Control of macro-/microstructure and mechanical properties of a wire-arc additive manufactured aluminum alloy

Wire-arc additive manufacturing (WAAM) has received considerable attention in the past years due to advantages in terms of deposition rate, design freedom, and buy-to-fly ratio. Particularly, cold metal transfer welding has been used extensively allowing for precise process control during manufacturing. Processing parameters have to be adjusted to advance this novel fabrication technique to meet the alloys' requirements with the aim of meeting property goals and increasing microstructural homogeneity. In the present contribution, the alteration of the building strategy during WAAM of an aluminum alloy via variation of the polarity sequence is suggested. These parameters allow adjusting the heat input and, thus, the component's temperature and cooling rate. Firstly, the quality of the surface is improved using adjusted deposition parameters.

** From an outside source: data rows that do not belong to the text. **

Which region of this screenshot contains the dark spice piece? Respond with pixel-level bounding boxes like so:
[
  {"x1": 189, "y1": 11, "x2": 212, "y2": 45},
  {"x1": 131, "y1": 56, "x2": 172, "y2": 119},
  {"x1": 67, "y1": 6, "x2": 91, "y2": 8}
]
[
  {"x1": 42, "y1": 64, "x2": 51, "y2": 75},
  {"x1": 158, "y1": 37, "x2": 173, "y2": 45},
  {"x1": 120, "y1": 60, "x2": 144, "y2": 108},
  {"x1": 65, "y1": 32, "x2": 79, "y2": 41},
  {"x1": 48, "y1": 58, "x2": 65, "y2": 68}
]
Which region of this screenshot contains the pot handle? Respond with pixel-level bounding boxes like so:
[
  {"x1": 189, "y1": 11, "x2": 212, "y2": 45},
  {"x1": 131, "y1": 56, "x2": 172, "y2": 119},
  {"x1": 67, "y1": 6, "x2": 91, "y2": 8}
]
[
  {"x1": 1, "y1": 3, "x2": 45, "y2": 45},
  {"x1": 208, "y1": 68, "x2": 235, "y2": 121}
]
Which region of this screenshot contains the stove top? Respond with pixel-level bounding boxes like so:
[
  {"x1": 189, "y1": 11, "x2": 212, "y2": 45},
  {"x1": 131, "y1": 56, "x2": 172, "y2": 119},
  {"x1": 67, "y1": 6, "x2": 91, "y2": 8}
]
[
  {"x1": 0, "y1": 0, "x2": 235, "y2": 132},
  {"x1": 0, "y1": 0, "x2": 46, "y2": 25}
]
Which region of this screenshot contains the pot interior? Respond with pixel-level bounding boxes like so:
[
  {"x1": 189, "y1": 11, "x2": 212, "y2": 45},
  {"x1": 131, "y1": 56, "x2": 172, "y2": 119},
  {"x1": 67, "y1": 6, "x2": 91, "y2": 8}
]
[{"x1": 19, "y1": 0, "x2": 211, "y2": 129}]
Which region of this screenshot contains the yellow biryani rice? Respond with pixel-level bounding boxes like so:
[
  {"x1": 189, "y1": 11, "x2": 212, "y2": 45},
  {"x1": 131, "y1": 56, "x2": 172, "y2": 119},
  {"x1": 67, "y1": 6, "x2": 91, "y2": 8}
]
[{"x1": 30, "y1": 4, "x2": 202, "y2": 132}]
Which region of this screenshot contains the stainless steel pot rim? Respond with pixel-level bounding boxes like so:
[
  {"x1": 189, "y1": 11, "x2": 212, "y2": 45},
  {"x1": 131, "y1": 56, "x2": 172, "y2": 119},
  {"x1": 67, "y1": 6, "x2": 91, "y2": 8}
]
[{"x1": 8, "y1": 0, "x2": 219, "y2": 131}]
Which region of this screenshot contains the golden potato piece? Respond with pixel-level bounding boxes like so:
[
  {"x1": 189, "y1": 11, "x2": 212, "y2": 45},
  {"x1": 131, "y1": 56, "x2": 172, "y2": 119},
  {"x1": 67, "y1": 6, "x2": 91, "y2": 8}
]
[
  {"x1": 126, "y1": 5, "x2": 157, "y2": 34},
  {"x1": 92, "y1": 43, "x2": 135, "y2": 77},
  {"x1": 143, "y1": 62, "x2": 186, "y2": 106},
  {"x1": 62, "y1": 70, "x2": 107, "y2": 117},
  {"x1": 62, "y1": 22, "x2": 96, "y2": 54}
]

Secondly, a deposition strategy with a lower thermal exposure of the alloy provides a more homogeneous microstructure in terms of grain size, grain morphology, and distribution of second phases. Thirdly, the burn-off of volatile elements is reduced with decreasing heat input. The observed microstructural changes also result in more homogeneous local mechanical properties. It is demonstrated that the adjustment of the polarity sequence is a strong tool to influence the microstructure during WAAM enabling increased exploitation of this innovative technology.